I can’t talk to you — it’s against the law!
How the Syrian ambassador responded to a question from an Israeli citizen
AS A journalist you know you are not going to get anywhere when an ambassador, shepherded by dark-suited aides, refuses to say anything — except that he won’t speak to you.
What seemed to worry Syrian Ambassador to Britain Dr Sami Khiyami was not that I might misquote him, but that I might have Israeli blood coursing through my veins.
Whether he was anxious to fol-low orders from Damascus is a moot point. But he made it clear that polite, or any sort of conversation, with even the most ordinary of Israeli citizens, was for His Excellency, simply a step too far.
During a London lecture for the International Institute of Strategic Studies he had seemed almost emollient as he insisted he accepted Israel as a fact of life, and that as far as he was concerned, young Israelis who had played no part in the founding of the State were welcome to live there.

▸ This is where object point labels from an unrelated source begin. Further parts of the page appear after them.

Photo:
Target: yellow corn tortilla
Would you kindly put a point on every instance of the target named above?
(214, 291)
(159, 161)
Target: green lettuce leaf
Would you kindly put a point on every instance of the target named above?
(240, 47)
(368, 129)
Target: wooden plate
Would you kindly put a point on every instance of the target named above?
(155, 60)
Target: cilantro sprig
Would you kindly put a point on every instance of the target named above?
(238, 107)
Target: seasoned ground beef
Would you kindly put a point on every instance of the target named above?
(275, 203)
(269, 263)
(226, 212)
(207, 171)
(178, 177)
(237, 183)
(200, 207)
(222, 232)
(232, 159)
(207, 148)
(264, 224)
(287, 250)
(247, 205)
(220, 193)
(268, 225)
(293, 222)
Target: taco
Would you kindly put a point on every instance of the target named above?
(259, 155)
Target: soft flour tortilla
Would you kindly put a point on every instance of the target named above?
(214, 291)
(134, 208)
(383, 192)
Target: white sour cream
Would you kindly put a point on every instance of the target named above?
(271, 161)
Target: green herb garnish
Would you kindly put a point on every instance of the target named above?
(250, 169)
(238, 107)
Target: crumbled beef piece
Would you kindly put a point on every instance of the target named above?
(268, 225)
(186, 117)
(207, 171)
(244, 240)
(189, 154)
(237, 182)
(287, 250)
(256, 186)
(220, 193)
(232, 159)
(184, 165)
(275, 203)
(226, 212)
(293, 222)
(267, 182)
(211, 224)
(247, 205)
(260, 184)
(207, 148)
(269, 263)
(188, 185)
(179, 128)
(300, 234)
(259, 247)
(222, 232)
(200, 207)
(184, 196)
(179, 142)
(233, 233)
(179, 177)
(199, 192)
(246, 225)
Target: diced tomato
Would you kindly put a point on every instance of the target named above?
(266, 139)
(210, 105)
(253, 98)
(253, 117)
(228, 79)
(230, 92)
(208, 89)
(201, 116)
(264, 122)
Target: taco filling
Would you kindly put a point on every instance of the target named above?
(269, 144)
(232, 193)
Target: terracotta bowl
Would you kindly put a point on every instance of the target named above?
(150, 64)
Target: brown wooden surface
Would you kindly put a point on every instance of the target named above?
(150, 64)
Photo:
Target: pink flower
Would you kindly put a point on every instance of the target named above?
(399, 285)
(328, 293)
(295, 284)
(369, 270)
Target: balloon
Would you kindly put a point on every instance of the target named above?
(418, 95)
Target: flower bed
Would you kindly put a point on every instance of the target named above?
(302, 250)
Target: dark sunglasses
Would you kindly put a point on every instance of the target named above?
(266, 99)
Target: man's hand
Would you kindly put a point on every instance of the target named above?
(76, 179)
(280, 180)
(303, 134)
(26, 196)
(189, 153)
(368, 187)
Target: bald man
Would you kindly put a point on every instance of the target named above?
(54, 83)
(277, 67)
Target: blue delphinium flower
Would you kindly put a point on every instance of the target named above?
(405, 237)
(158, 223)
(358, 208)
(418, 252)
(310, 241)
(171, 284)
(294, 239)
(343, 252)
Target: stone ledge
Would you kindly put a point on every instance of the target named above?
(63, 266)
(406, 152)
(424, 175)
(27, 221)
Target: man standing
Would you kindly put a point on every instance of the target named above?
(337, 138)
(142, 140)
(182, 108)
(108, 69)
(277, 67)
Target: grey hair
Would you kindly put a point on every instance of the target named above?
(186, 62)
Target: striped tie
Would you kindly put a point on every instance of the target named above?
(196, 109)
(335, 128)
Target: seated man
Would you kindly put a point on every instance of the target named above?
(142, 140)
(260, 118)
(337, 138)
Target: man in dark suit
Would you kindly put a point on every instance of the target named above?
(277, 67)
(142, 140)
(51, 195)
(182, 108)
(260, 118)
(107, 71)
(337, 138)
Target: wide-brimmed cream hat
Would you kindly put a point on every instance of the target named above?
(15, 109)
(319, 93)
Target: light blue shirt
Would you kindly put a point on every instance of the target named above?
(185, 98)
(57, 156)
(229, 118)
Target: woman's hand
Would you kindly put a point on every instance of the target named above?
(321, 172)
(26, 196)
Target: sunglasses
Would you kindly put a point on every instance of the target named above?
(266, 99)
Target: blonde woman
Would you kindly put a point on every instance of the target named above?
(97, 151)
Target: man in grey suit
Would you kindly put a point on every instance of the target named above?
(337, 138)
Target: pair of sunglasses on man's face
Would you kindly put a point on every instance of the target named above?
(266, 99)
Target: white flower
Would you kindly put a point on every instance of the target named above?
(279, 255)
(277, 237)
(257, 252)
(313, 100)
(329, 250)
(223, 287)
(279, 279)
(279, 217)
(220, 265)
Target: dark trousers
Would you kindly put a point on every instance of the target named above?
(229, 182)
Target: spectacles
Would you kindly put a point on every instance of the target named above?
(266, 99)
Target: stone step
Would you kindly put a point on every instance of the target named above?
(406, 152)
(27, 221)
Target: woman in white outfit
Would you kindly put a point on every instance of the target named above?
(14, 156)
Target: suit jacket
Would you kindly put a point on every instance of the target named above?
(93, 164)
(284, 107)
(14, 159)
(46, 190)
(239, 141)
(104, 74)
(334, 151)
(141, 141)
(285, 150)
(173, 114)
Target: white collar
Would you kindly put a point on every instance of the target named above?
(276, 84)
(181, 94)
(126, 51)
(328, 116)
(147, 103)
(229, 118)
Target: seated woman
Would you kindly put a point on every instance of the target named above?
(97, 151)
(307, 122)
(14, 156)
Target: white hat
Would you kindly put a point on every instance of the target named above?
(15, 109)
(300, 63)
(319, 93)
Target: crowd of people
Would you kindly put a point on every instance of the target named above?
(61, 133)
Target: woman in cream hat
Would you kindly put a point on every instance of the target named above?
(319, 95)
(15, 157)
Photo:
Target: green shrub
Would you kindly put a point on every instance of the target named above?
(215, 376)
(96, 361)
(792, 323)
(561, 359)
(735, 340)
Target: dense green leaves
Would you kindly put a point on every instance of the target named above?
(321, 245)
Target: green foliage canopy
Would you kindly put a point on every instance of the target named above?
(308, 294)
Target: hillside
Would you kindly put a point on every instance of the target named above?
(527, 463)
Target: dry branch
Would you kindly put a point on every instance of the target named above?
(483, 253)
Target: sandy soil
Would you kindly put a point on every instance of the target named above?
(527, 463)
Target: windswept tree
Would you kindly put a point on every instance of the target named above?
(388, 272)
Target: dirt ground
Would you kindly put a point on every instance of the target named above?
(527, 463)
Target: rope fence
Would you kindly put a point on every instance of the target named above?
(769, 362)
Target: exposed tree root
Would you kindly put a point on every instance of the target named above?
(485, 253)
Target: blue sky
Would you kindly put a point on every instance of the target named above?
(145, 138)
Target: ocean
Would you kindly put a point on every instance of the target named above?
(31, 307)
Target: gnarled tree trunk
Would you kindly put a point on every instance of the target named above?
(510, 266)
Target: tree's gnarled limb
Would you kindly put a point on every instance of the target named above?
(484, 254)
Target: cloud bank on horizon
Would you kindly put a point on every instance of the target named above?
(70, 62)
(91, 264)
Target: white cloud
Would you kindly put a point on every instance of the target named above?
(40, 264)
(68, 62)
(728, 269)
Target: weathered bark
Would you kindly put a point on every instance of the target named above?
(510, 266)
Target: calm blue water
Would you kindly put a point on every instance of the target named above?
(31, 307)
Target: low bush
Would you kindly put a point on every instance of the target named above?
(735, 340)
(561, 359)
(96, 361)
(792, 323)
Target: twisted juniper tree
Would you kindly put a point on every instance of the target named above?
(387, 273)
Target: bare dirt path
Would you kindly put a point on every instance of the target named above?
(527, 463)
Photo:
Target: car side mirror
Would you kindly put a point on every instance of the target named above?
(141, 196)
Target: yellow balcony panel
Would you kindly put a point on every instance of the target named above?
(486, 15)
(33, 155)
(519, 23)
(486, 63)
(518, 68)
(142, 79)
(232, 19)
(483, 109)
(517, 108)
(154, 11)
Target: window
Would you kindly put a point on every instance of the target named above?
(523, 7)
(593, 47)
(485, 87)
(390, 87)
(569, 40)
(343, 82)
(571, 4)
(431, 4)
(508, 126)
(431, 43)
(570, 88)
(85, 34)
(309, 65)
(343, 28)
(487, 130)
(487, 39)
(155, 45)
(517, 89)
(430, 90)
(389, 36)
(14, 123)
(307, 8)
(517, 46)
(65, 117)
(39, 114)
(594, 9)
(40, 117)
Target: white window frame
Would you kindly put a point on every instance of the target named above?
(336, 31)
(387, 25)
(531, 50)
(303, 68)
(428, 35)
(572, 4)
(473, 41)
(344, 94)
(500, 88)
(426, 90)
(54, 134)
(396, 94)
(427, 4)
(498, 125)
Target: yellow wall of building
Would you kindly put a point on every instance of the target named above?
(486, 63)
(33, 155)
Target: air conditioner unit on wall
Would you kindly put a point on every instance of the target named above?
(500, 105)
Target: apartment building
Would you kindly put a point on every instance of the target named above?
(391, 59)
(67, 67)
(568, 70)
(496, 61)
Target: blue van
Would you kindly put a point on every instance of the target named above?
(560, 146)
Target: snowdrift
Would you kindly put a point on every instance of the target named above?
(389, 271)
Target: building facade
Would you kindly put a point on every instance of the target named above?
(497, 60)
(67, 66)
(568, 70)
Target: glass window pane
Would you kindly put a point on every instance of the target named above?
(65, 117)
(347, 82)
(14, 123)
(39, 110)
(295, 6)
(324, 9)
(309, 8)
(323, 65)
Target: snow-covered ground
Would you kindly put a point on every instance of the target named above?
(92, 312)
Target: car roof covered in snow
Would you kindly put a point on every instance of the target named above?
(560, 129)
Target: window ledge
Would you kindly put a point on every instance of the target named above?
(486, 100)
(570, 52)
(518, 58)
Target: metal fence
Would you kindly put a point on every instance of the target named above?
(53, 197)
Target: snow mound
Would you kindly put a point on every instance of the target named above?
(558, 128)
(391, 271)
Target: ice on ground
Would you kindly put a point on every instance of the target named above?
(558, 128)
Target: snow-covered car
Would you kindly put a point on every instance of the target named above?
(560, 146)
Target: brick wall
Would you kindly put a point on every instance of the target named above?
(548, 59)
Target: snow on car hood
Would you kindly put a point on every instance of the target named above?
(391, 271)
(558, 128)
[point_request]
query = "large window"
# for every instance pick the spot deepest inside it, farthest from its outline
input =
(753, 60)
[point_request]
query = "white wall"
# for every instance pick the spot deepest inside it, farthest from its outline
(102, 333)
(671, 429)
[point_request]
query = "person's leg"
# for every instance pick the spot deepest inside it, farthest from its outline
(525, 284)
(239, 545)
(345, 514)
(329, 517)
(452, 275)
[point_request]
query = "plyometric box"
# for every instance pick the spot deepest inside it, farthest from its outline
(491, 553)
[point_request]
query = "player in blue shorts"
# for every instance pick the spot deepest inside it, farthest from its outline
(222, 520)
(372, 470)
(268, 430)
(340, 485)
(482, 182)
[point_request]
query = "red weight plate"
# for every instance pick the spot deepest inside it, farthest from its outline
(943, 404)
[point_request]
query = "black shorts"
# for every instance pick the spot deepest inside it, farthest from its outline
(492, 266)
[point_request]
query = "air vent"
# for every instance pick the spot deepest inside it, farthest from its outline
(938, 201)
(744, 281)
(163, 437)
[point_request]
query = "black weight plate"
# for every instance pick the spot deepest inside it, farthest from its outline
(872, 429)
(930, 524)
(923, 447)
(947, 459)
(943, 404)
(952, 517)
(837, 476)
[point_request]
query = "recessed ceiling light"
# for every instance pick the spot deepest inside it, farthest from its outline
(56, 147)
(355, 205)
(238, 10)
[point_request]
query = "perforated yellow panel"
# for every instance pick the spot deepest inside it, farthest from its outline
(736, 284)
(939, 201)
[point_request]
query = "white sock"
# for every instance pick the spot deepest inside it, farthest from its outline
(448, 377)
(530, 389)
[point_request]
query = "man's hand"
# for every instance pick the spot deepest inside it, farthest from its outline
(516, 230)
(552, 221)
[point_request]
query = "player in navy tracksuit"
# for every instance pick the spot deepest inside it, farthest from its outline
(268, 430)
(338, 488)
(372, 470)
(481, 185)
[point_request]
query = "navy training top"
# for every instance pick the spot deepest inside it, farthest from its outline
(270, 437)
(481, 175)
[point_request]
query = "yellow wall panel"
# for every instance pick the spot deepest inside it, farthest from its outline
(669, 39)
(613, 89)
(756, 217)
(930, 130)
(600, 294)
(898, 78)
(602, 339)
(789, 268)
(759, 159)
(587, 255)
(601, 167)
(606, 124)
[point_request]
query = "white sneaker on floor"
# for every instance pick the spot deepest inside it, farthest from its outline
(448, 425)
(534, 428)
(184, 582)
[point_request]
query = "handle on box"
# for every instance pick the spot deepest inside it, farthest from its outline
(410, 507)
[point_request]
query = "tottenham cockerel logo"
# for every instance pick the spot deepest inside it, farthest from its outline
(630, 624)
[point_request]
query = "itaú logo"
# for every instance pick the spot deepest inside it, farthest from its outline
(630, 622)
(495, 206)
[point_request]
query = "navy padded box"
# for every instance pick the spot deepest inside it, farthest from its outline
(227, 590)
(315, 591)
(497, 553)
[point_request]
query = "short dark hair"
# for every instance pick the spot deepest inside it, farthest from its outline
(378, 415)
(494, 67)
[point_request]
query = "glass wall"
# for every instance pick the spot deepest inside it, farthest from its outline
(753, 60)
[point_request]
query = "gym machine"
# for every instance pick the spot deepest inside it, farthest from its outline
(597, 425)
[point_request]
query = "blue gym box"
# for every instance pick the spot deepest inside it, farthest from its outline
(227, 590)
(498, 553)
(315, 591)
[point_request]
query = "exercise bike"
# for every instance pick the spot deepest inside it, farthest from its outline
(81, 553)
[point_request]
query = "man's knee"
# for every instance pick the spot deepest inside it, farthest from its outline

Whether that was a signal of some thawing in the Syrian attitude towards Israel, I will never know. I hope so.
Addressing diplomats and academics, the ambassador spoke enthusiastically about how his country would be the corner stone of Middle-East regeneration, in cooperation with Turkey, Iran and Iraq.
Dr Khiyami, the epitome of a deep-thinking, mild-mannered envoy, happily answered questions — albeit off the record.
Then I asked if he saw for Israel, with its technological edge and power-house economy, a role in fostering Middle Eastern prosperity.
I prefaced my question by stating not only that I represented the JC but also that I held dual Israeli-British nationality. This led to an exchange of stage whispers between the diplomat and the chairman.
The ambassador’s response can best be described as stony-faced and silent. At the end of the meeting, I approached him and repeated my question. “It is against the law to talk to Israelis,” he said. “What law?” I asked. “Syrian law,” he answered. “But we’re in Britain,” I said. As a crowd listened in, I asked him when he thought a conversation could take place without legal problems. “When the Golan is liberated,” he snapped.
Trying to lighten the mood I pointed out that although I was simply a journalist with no influence on Israeli policy-makers, “I will do my best.”
Not a flicker of a smile crossed his face as he was ushered away. For Syrian officials, it seems that talking to Israelis — even those with dual nationality — is a definite no-no.
The ambassador had certainly toed the line on Israel during his lecture, which the IISS said would be a discussion about the prospects of a regional understanding between Turkey, Iran, Syria and Iraq.
His brief but glowing picture of a Middle East under Syrian leadership was followed by the usual rhetoric lambasting Israel as the root of all evil.
Israel had engaged in the “distortion” of Western values, he said. Prime Minister Netanyahu had used the “lobby” to cripple Barack Obama’s administration. Israel had carried out ethnic cleansing and collective punishment, not only against the Palestinians but against its own Arab minority.
He dismissed the threat of a nuclear Iran as Israel’s attempt to divert attention from the drive for “illegal” settlements.
There were signs of discomfort in the audience as he went on — and on — about Israel, but there was no effort by the chairman, Dr Mamoun Fandy, IISS senior fellow for Gulf security, to return to the subject in hand. During the regrettably off-the-record Q&A that followed, it was in fact a Palestinian diplomat who posed the most difficult question.
Why, he asked, if Syria wanted to lead the Middle East to a new age of prosperity, did it maintain such a close relationship with the likes of Hamas and Hizbollah?
From Dr Khiyami’s off-the-record reply, on that front at least, there is nothing for the militants in Damascus to worry about.